Guest post by John Hughes
The American College of Emergency Physicians has nearly 40,000 members in its ranks. Most ER physicians in the US are members. Its mission statement from its own website reads “ACEP promotes the highest quality of emergency care and is the leading advocate for emergency physicians, their patients, and the public.
On 24 June 2022, SCOTUS ruled on the Dobbs Vs Jackson abortion rights case. Within hours, ACEP Now (The Official Voice of Emergency Medicine and available to anyone online) posted an article that discussed the ruling, reviewed the medications and doses Emergency Providers (EPs) can prescribe to cause abortions (EPs doing abortion), and commented negatively on crisis pregnancy centers.

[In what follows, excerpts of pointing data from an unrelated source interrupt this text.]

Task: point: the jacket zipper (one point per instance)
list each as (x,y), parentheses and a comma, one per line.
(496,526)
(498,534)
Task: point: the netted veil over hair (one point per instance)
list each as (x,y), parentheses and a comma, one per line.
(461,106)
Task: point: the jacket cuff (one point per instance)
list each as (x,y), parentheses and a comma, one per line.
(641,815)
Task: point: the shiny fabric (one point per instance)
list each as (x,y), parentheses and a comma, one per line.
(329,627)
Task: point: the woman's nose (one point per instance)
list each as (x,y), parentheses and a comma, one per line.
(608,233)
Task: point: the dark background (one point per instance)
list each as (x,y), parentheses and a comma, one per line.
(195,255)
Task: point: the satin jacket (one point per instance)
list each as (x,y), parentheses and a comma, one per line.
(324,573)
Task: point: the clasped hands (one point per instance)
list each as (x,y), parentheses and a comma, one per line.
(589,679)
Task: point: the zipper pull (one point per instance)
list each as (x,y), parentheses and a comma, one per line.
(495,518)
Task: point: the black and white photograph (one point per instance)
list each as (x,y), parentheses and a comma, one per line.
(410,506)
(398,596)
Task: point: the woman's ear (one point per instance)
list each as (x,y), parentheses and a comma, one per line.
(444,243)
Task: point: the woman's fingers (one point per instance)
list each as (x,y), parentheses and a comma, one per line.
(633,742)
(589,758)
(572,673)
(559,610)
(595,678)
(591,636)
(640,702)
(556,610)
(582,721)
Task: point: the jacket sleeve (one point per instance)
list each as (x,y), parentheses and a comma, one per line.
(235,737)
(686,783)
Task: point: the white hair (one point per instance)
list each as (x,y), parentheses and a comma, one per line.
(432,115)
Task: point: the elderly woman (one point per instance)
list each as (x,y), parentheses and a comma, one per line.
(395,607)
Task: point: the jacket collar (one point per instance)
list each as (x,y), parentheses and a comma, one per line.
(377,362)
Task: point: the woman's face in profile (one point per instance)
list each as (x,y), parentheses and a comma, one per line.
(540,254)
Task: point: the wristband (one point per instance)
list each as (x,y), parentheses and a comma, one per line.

“If providing patients with clinic referrals, emergency physicians should be aware of crisis pregnancy centers (CPCs). These centers are usually staffed by non-medical personnel, are meant to dissuade patients from seeking abortions through misinformation and intimidation, and currently outnumber abortion clinics by three to one in some states and as high as nine to one in others.”1
The article didn’t advocate discussing options other than abortion to pregnant patients and lacked the usual risk/benefit discussion of any procedure, especially in this case when post abortion depression and suicidality is well documented?
Bear in mind, the webpage for ACEP Now states the following about its mission:
“ACEP Now is an official publication of the American College of Emergency Physicians. Emergency physicians rely on ACEP Now for indispensable content that can be used in daily practice.
ACEP is the specialty society for Emergency Medicine, and ACEP Now is the official voice of Emergency Medicine.
With a rapidly evolving heath care system, emergency physicians need a trustworthy source for the most valuable and insightful information that impacts the practice of Emergency Medicine. That source is ACEP Now.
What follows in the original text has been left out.